HerRoyalFattyness · 30/09/2018 19:04

There are a lot of nasty views on this thread.

Ive had a miscarriage and ive aborted twins.

I can tell you that for me personally, the abortion was much more painful emotionally. Much more traumatic and i feel a much bigger sense of loss. Not because there were 2, but because i never ever wanted to be in that position.

Of course no one wants to miscarry either, but at least with miscarriage you dont have the stigma of "choice" attached to it.

I can tell you that i did not have a choice. Not really.

Yet people tell me it was my choice. How its ok because i didnt want them. That if i wanted them i never would have done it.

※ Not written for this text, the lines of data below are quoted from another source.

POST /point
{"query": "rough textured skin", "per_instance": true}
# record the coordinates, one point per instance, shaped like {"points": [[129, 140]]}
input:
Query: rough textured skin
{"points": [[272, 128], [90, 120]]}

I didnt abort because i didnt fucking want them! I have some very personal reasons i aborted. Including health reasons.
But i constantly have to justify my decision if i tell people. Because it was a choice Hmm

My miscarriage i was able to be open about and get empathy and support immediately.

Not so for my abortion. People judge. They decide i dont need support because i chose to end the pregnancy. They have no sympathy for the difficult situation i was in.

The grief is very real, but it's a secret grief. One i cant share IRL because of judgement and peoples nasty opinions.

It seems im not safe here either given some of these responses.

OP im sorry for your loss. I truly am. But your friend meant well and is trying to be supportive. I understand that you are in a difficult place right now and dont want to hear it but please dont speak to her directly about it as you could be causing her a great deal of emotional pain if you minimise ger experience. Just vent here Flowers

SoyDora · 30/09/2018 19:07

HerRoyalFattyness I’ve never even told anyone in real life (bar DH obviously) about my abortion. I wouldn’t dare for fear of judgement. It’s a lonely position to be in.

OkMaybeNot · 30/09/2018 19:09

I was more heartbroken after my termination than I was after my natural miscarriage around the same gestation.

Different heartbreak, but still, heartbreak.

I'm sorry for your loss, OP.

Spanglylycra · 30/09/2018 19:18

Whatever your view on the abortion side of it she's making it about her which just smacks of selfishness. Perhaps a poor attempt at empathy but very poor.

FittonTower · 30/09/2018 19:21

I've had both; my mc was early, relatively painless and followed quite swiftly by another pregnancy that (thankfully) went full term. My abortion was following a traumatic birth where both me and my son were close to death followed by a post-birth illness that i was very lucky to survive. I was physically and mentally unable to carry that baby, it was the right thing to do but it haunts me and i grieved for that baby and the life that could have been.
Comparisons are unhelpful but the loss of a baby can be devastating even if you think there was a "choice" involved.
Don't be too hard on your friend, unless she's a bad human being (in which case why is she your friend?) she was just trying to offer sympathy and understanding.